Al llevar el ladrillo al horno, Miguel ha modificado los materiales que utiliza para no contaminar el ambiente. En la época de su padre, era común usar aceite quemado, llantas y plásticos, pero con disposiciones como la Norma Oficial Mexicana 085 enfocada a la contaminación atmosférica han optado por materiales como la leña.
“Antes en la cocida usaban hasta llantas para acabar pronto, aceite quemado y ahora lo hacemos con desperdicio de madera, hacemos conciencia porque estamos acabando el planeta y se está contaminando y con la leña ya no es tanto”, dice.
En los años que lleva dedicado a la fabricación del ladrillo, la época en la que se complicó el negocio al grado en que los habitantes de la comunidad dejaron la actividad fue entre 2009 y 2010. En la actualidad, la venta del ladrillo va en aumento, ya que al menos los millares que producen los venden rápido.
“La venta está mejor que en 2009 y 2010, sí está barato pero no se queda ni se estanca, el que vas haciendo lo vas sacando. Prácticamente si haces 20 mil tabiques en tres semanas salen, antes tenías que dejarlo, una hornada de 10 mil”, comenta.
El Güero va donde se encuentra Miguel que suaviza el barro y el aserrín. Necesita otro viaje en la carretilla con el lodo, mientras Tulio le da una lavada a su rejilla, se lava las manos y respira un poco antes de continuar con el moldeado de las hileras de ladrillo.
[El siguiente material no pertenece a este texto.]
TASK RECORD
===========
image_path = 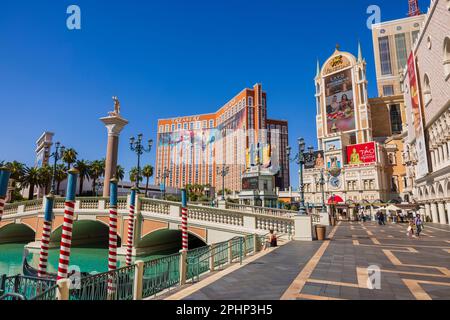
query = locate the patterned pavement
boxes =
[176,221,450,300]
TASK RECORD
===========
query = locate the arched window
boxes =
[444,37,450,79]
[423,74,432,106]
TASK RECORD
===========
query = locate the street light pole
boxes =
[130,134,153,191]
[287,137,307,216]
[50,142,65,195]
[157,168,171,200]
[216,165,229,201]
[319,169,327,213]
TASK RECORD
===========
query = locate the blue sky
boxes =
[0,0,422,184]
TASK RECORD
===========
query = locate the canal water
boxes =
[0,243,170,277]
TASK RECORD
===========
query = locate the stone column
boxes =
[101,116,129,197]
[430,202,439,224]
[438,202,447,225]
[446,201,450,225]
[425,203,431,221]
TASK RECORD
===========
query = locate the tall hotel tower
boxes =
[155,84,290,192]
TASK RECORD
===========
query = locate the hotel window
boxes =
[395,33,408,70]
[203,120,207,128]
[383,85,394,96]
[390,104,403,133]
[165,125,169,132]
[196,121,201,130]
[444,37,450,78]
[262,98,266,107]
[190,122,194,130]
[423,74,432,106]
[159,125,164,133]
[378,36,392,75]
[209,120,214,128]
[248,97,253,107]
[184,123,188,130]
[177,123,182,131]
[171,124,175,132]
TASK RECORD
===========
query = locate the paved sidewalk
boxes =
[170,221,450,300]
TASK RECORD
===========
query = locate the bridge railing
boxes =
[0,274,56,300]
[225,202,296,217]
[141,253,180,299]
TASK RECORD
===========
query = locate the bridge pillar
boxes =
[179,251,187,285]
[209,244,215,272]
[293,215,313,241]
[133,260,144,300]
[56,279,71,300]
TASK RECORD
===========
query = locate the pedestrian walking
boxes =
[406,221,415,238]
[415,215,424,237]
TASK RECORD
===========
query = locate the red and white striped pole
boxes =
[0,167,11,223]
[181,189,188,252]
[38,194,55,277]
[125,187,137,266]
[56,169,78,281]
[107,179,118,296]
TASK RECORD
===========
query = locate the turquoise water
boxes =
[0,243,169,277]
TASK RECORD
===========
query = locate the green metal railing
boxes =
[0,275,56,300]
[142,253,180,299]
[29,283,58,301]
[69,264,135,301]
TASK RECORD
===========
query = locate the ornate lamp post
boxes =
[318,169,327,213]
[50,142,65,195]
[157,168,171,200]
[216,165,230,201]
[130,134,153,191]
[287,138,307,215]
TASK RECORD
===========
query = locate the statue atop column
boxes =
[108,96,122,118]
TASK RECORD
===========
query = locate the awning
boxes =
[328,195,344,204]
Miguel revisa los ladrillos enrejados, las hileras secas continuarán su proceso; sin embargo comenta que en cuatro días serán metidos al fuego para que se forjen y estén listos para amontonarlos en el camión que por la posición del sol apenas da un poco de sombra a Pinky y Lucas, que están echados y sin aspavientos, descansan.